Мы целый день работаем и маршируем назад в конюшни. Надо попытаться здесь уснуть. Я показываю на места подальше от комнаты блоковой старосты, чтобы успевать встать раньше, чем получишь палкой по голове. Мы заползаем на полку, лелея в руках хлеб, и садимся там, вцепившись в одеяло. Мы съедаем только половину, а остальное прячем в карман. Днем я узнала, что в Биркенау держали русских военнопленных. Я с содроганием вспоминаю, как падали тела в грязь между блоками 10 и 11. Тех, кто здесь был, уже наверняка нет в живых.
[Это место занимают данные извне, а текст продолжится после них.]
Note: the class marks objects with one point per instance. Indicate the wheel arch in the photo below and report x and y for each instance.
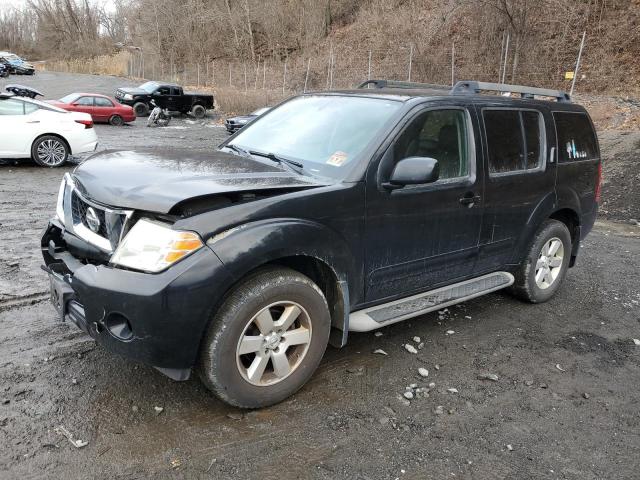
(57, 135)
(304, 246)
(571, 219)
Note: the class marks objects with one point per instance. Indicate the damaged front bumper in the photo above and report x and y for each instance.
(157, 319)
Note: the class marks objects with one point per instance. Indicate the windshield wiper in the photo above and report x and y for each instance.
(237, 149)
(292, 164)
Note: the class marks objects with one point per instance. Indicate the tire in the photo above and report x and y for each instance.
(542, 271)
(116, 121)
(141, 109)
(270, 294)
(50, 151)
(198, 111)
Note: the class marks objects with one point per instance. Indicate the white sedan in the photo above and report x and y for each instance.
(47, 134)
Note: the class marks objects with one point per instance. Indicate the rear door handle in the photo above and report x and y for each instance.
(469, 199)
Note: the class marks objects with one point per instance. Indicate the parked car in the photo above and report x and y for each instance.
(101, 107)
(23, 91)
(337, 212)
(234, 124)
(18, 65)
(166, 95)
(48, 135)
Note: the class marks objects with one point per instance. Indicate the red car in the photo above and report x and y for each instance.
(100, 107)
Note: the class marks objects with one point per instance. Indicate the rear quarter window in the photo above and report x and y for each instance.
(576, 138)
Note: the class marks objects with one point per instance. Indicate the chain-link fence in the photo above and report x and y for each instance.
(339, 69)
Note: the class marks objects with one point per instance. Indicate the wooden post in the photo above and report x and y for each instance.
(453, 63)
(575, 72)
(284, 77)
(306, 77)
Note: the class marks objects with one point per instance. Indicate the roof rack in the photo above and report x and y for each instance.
(401, 84)
(473, 88)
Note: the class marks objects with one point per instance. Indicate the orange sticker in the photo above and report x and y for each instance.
(337, 159)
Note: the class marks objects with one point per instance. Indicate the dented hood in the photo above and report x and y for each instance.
(157, 180)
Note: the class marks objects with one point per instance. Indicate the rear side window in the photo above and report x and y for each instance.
(515, 140)
(85, 101)
(576, 138)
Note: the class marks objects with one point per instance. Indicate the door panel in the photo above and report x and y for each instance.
(16, 128)
(519, 180)
(103, 109)
(422, 236)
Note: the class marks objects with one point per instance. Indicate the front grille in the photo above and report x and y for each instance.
(79, 211)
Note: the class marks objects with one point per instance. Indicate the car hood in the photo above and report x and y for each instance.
(56, 103)
(157, 180)
(241, 117)
(133, 91)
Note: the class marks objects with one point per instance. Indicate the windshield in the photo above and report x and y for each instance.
(69, 98)
(326, 133)
(149, 87)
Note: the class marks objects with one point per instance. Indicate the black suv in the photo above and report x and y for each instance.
(390, 202)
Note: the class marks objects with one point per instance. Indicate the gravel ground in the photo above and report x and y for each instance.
(565, 403)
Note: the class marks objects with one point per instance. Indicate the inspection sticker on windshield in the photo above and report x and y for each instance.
(337, 159)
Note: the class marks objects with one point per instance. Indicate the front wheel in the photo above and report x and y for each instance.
(49, 151)
(541, 273)
(266, 340)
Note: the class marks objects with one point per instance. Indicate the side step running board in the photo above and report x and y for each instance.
(398, 310)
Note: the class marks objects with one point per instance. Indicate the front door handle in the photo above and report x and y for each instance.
(469, 199)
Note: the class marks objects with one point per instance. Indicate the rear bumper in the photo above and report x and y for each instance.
(166, 314)
(82, 141)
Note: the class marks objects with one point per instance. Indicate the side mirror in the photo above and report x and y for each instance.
(413, 171)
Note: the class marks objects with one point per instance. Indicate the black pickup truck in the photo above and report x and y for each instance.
(166, 95)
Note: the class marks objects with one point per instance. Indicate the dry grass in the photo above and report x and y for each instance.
(236, 101)
(101, 65)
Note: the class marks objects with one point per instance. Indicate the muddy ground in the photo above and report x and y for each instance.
(566, 400)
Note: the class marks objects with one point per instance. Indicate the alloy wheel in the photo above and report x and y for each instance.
(274, 343)
(52, 152)
(549, 264)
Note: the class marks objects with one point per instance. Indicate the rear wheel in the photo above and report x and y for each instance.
(116, 121)
(141, 109)
(198, 111)
(49, 151)
(266, 340)
(541, 273)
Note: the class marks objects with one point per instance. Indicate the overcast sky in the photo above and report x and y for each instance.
(21, 3)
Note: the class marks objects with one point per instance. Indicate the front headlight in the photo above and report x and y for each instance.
(152, 246)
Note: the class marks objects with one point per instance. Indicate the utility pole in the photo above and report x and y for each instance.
(575, 72)
(453, 63)
(306, 78)
(506, 58)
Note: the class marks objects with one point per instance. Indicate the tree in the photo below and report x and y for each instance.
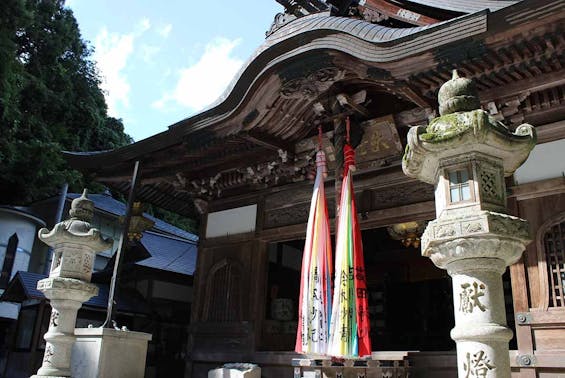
(50, 100)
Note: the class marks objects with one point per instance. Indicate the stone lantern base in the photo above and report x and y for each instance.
(104, 352)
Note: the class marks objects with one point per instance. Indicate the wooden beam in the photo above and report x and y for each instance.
(265, 140)
(534, 84)
(354, 103)
(396, 12)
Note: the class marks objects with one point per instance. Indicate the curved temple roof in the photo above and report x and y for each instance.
(259, 114)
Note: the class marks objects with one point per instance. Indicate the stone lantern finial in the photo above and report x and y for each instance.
(466, 154)
(82, 208)
(458, 95)
(75, 244)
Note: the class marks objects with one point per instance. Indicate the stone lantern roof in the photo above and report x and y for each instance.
(463, 128)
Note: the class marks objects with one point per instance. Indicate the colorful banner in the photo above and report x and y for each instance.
(315, 290)
(349, 328)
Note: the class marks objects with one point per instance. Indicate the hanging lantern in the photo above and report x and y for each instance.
(408, 233)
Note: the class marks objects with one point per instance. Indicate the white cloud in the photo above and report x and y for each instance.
(203, 82)
(144, 25)
(165, 30)
(111, 53)
(148, 52)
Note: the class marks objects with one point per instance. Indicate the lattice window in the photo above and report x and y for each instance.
(9, 258)
(554, 243)
(489, 185)
(223, 295)
(459, 185)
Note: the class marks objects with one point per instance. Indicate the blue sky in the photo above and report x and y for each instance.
(162, 61)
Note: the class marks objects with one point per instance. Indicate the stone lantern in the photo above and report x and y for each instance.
(466, 154)
(75, 245)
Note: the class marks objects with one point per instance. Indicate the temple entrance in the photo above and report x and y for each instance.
(410, 300)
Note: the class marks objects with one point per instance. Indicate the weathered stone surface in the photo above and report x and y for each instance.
(75, 244)
(104, 352)
(465, 153)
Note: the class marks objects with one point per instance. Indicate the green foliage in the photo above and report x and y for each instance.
(179, 221)
(50, 100)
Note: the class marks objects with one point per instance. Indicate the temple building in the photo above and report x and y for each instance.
(244, 168)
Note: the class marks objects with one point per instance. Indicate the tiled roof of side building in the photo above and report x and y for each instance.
(109, 204)
(169, 253)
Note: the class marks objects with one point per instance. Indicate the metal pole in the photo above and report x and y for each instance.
(119, 255)
(58, 218)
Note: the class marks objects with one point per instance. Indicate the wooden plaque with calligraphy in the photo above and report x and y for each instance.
(380, 141)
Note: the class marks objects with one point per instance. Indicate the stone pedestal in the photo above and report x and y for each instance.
(466, 154)
(75, 245)
(106, 353)
(236, 370)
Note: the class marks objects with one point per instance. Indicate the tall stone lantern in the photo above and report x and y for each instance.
(467, 154)
(75, 245)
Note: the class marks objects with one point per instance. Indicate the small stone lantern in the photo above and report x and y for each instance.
(75, 245)
(467, 154)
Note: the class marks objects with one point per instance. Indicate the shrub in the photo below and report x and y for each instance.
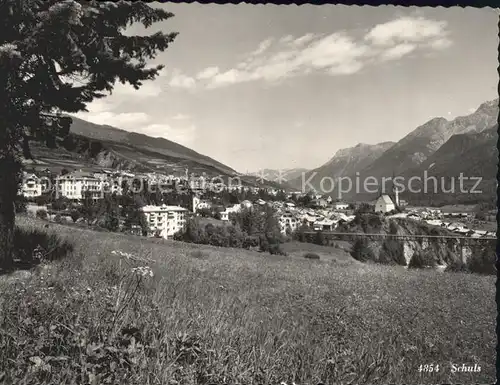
(75, 215)
(41, 213)
(422, 259)
(20, 204)
(361, 251)
(311, 256)
(457, 267)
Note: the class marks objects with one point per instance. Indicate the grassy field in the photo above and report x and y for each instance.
(213, 315)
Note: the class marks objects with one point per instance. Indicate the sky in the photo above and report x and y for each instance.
(270, 86)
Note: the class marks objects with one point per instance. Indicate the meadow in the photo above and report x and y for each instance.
(131, 310)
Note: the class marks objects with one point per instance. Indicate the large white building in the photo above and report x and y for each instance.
(165, 220)
(74, 185)
(32, 186)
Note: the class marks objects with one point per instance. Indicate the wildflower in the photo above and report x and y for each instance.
(143, 271)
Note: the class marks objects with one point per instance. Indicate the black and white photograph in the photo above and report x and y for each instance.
(209, 194)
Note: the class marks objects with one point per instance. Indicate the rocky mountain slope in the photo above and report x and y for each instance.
(466, 144)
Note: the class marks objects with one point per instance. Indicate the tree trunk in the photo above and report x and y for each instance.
(9, 181)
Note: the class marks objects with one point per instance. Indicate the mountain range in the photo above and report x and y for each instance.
(465, 144)
(93, 146)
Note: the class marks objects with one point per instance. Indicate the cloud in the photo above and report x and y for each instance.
(398, 51)
(441, 43)
(182, 135)
(406, 29)
(180, 80)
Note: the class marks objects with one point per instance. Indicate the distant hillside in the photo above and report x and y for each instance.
(477, 154)
(345, 162)
(466, 144)
(160, 146)
(420, 144)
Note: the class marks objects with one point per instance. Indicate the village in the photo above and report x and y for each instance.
(293, 208)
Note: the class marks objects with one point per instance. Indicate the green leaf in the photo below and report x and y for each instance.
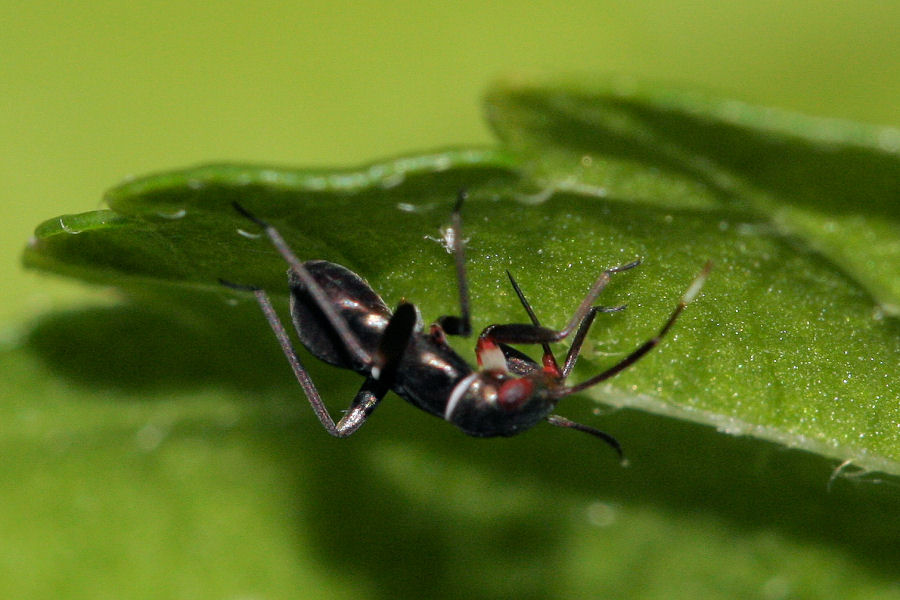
(793, 342)
(832, 185)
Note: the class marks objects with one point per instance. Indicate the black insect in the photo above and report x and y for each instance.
(342, 321)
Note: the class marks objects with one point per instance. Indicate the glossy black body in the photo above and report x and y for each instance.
(429, 369)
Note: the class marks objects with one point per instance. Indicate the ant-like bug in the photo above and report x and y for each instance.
(343, 322)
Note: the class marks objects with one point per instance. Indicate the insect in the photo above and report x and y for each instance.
(342, 321)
В первые пару недель мы насилу выживаем. Еды еще меньше, чем раньше, – если тогда давали корку хлеба, то сейчас дают полкорки. Суп настолько жидок, что уже нет никакого смысла вставать в хвост в надежде получить кусочек репы или мяса, а чай практически бесцветен. Каждое утро при побудке обнаруживается, что по меньшей мере одна девушка в блоке умерла. Ежедневно, без исключения. Мы мрем как мухи.[32]

Тут надо уметь соображать, чтобы быстро разобраться что к чему: где местечко потеплее, кто самый опасный, кто наливает побольше супа? Новенькие умирают раньше, чем успеют освоить хитрости выживания.

После поверки тебе уже нет дела до всего остального. Ты не можешь постоянно размышлять о том, что происходит с тобой и с другими, – тогда у тебя не хватит сил выполнять требуемые действия, а это необходимо. Работа может тебя погубить, но, если ее не выполнять, тебя убьют точно.